Outro grande desafio é dispersar e distribuir as partículas em escala nanométrica dentro da massa geralmente fundida da matriz de polímero que, em função de suas forças viscoelásticas, faz com que as nanopartículas se agreguem, formando aglomerados – enquanto o ideal é que as nanopartículas permaneçam longe uma das outras para, dessa forma, reforçarem as propriedades do plástico final. “É como se tentasse pegar mel quente e distribuir dentro dele partículas que são invisíveis a olho nu”, comparou Bretas.
Para desenvolver esses novos materiais, os pesquisadores utilizam os mesmo equipamentos empregados para produção dos plásticos convencionais, como extrusoras. Entretanto, de acordo com Bretas, talvez será preciso, no futuro, utilizar outros processos.
Aulas práticas
Durante a Primeira Escola São Carlos de Estudos Avançados em Engenharia e Ciências dos Materiais, os pesquisadores da UFSCar deram aulas práticas aos estudantes de pós-graduação brasileiros e estrangeiros participantes sobre como desenvolvem e caracterizam nanocompósitos poliméricos, utilizando os equipamentos de que dispõem no DEMa.
As atividades complementaram as aulas teóricas proferidas por cientistas estrangeiros especialistas em processamento e propriedades de compósitos poliméricos, como József Karger-Kocsis, professor de engenharia de polímeros da Budapest University of Technology and Economics, na Hungria, Ica Manas-Zloczower, professora da University Cleveland, em Ohio, e Ramani Narayan, professor da Michigan State University, as duas últimas nos Estados Unidos.

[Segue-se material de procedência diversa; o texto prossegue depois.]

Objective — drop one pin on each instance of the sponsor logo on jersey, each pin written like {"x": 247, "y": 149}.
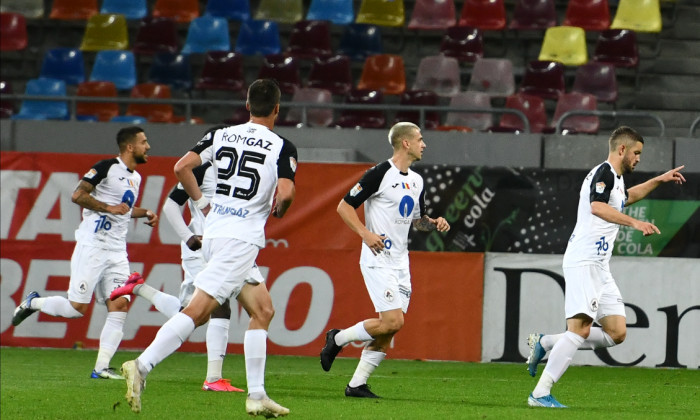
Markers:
{"x": 355, "y": 190}
{"x": 599, "y": 187}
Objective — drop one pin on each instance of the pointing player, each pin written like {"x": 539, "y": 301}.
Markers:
{"x": 591, "y": 292}
{"x": 107, "y": 193}
{"x": 394, "y": 198}
{"x": 253, "y": 165}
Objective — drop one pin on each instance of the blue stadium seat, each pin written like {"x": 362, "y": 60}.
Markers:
{"x": 207, "y": 33}
{"x": 43, "y": 110}
{"x": 258, "y": 37}
{"x": 118, "y": 67}
{"x": 64, "y": 64}
{"x": 229, "y": 9}
{"x": 131, "y": 9}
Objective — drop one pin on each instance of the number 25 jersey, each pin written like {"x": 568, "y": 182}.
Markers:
{"x": 248, "y": 160}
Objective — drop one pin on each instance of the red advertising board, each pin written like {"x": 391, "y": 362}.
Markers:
{"x": 310, "y": 262}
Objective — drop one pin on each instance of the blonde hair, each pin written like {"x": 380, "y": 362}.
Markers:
{"x": 400, "y": 131}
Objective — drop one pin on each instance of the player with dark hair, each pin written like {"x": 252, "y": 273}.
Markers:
{"x": 107, "y": 193}
{"x": 591, "y": 292}
{"x": 393, "y": 196}
{"x": 253, "y": 166}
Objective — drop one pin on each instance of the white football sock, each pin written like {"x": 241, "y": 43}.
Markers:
{"x": 56, "y": 306}
{"x": 368, "y": 362}
{"x": 169, "y": 338}
{"x": 255, "y": 351}
{"x": 111, "y": 336}
{"x": 559, "y": 360}
{"x": 217, "y": 339}
{"x": 355, "y": 333}
{"x": 166, "y": 304}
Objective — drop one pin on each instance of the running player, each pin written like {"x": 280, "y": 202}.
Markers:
{"x": 394, "y": 198}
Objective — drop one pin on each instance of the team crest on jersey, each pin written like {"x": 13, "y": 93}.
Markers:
{"x": 355, "y": 190}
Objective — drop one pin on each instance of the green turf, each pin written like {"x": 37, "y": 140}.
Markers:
{"x": 55, "y": 384}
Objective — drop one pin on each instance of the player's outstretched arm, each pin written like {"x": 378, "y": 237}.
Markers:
{"x": 427, "y": 224}
{"x": 640, "y": 191}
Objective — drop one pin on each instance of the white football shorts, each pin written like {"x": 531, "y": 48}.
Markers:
{"x": 230, "y": 265}
{"x": 96, "y": 270}
{"x": 388, "y": 288}
{"x": 591, "y": 290}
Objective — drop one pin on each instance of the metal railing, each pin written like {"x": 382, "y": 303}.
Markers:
{"x": 305, "y": 106}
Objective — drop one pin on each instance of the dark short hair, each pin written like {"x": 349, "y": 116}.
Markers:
{"x": 624, "y": 133}
{"x": 126, "y": 134}
{"x": 263, "y": 96}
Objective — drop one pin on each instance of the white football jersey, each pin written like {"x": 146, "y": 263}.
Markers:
{"x": 204, "y": 174}
{"x": 392, "y": 200}
{"x": 114, "y": 184}
{"x": 593, "y": 238}
{"x": 247, "y": 159}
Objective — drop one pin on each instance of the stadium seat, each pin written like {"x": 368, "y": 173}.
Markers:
{"x": 171, "y": 69}
{"x": 531, "y": 106}
{"x": 587, "y": 124}
{"x": 118, "y": 67}
{"x": 439, "y": 74}
{"x": 283, "y": 11}
{"x": 103, "y": 111}
{"x": 131, "y": 9}
{"x": 591, "y": 15}
{"x": 258, "y": 37}
{"x": 564, "y": 44}
{"x": 207, "y": 33}
{"x": 222, "y": 70}
{"x": 464, "y": 43}
{"x": 156, "y": 35}
{"x": 544, "y": 79}
{"x": 64, "y": 64}
{"x": 73, "y": 9}
{"x": 331, "y": 73}
{"x": 419, "y": 97}
{"x": 182, "y": 11}
{"x": 229, "y": 9}
{"x": 470, "y": 100}
{"x": 638, "y": 15}
{"x": 617, "y": 47}
{"x": 105, "y": 32}
{"x": 339, "y": 12}
{"x": 152, "y": 112}
{"x": 362, "y": 118}
{"x": 432, "y": 14}
{"x": 597, "y": 79}
{"x": 493, "y": 76}
{"x": 43, "y": 110}
{"x": 383, "y": 72}
{"x": 13, "y": 32}
{"x": 283, "y": 69}
{"x": 7, "y": 108}
{"x": 533, "y": 15}
{"x": 487, "y": 15}
{"x": 381, "y": 13}
{"x": 315, "y": 117}
{"x": 359, "y": 41}
{"x": 310, "y": 39}
{"x": 30, "y": 9}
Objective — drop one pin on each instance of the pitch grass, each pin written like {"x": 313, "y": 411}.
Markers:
{"x": 55, "y": 384}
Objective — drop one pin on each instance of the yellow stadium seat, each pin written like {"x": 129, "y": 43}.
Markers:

Referência na área de polímeros à base de outras matérias-primas que não o petróleo, como da cana-de-açúcar, Narayan demonstrou em sua palestra a importância em termos energéticos desse tipo de plástico, denominado biobase, que apesar de ser proveniente de fonte renovável demanda o mesmo tempo para ser degradado do que os polímeros utilizados, por exemplo, nas sacolas plásticas convencionais.